Reputation: 163
I have the following dataframe:
Original:
ID C1 C2 C3 C4 C5 C6 C7 C8
A11 0 1 0 0 0 0 1 0
A21 0 0 1 1 0 0 0 0
A31 0 0 0 0 1 0 1 0
A41 0 0 0 0 0 1 0 0
A51 0 0 0 0 0 1 0 0
A61 0 0 0 0 0 1 0 1
A71 0 0 1 1 0 0 0 0
A81 1 0 0 1 0 0 1 0
A91 0 1 0 1 0 0 0 1
A10 1 0 1 0 0 1 0 1
I would ultimately like to have the data in the following format:
Final:
A11 C2 C7
A21 C3 C4
A31 C5 C7
A41 C6
A51 C6
A61 C6 C8
A71 C3 C4
A81 C1 C4 C7
A91 C2 C4 C8
A10 C1 C3 C6 C8
So essentially, wherever the value != 0, replace that value with the name of the variable in that column.
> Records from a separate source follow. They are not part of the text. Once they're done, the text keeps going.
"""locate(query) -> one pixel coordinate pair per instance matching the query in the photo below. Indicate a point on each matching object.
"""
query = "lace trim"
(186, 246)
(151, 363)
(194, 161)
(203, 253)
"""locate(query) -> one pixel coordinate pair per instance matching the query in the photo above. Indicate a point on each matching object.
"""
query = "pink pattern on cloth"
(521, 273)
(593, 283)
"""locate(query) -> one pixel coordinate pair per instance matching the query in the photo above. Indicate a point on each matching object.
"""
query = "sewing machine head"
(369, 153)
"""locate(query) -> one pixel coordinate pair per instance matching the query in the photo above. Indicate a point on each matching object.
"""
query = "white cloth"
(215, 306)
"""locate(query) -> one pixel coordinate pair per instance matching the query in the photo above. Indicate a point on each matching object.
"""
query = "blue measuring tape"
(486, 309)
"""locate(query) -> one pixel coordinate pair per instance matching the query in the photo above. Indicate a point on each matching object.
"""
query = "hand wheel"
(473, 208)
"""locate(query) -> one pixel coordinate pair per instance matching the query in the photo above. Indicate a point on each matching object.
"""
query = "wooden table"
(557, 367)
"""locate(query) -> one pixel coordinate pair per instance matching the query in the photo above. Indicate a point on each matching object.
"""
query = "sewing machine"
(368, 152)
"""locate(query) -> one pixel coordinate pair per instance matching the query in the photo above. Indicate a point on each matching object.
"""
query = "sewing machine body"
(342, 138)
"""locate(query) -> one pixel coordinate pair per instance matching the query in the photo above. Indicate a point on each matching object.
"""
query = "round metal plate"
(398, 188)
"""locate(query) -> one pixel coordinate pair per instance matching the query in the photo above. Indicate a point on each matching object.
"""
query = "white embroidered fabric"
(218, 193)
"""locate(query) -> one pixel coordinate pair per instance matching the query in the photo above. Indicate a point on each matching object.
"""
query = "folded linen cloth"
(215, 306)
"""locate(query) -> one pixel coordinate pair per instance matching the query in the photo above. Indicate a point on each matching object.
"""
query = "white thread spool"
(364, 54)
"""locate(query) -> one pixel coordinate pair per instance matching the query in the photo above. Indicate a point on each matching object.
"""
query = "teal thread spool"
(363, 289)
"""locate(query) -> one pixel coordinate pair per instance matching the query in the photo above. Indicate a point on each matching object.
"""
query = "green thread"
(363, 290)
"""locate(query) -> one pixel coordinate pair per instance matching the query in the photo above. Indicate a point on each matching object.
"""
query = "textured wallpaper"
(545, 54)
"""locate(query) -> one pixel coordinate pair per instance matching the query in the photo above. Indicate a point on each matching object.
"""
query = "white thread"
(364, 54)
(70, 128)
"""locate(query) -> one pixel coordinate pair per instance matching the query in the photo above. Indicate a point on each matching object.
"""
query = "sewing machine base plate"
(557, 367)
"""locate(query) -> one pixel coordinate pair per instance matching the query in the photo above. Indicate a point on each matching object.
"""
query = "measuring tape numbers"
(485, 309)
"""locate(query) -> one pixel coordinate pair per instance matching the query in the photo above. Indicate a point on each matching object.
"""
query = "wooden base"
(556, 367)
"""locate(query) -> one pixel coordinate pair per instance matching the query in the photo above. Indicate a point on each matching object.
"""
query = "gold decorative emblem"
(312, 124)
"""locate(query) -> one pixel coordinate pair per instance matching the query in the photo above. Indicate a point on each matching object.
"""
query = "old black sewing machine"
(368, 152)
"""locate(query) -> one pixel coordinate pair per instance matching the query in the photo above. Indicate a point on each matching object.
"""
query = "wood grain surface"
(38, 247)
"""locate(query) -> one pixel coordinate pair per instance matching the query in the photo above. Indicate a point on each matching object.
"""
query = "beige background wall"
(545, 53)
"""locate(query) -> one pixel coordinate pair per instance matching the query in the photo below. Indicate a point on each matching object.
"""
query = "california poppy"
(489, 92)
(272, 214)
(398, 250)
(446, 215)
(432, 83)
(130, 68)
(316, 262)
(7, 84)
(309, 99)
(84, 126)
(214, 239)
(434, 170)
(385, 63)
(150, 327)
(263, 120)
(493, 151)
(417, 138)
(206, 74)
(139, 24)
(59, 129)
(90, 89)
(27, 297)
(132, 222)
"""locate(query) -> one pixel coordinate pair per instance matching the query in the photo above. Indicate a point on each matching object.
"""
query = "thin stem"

Is there a way to do the above in R?
Thank you!
Upvotes: 1
Views: 55
Reputation: 38500
Here is a method using apply
that returns a list where the list item names are the row names:
# construct reproducible example
set.seed(1234)
df <- data.frame(apple=sample(c(0,1), 10, replace=T),
banana=sample(c(0,1), 10, replace=T),
carrot=sample(c(0,1), 10, replace=T))
# give it some row names
rownames(df) <- letters[1:10]
# return the list
myList <- apply(df, 1, function(i) names(df)[i!=0])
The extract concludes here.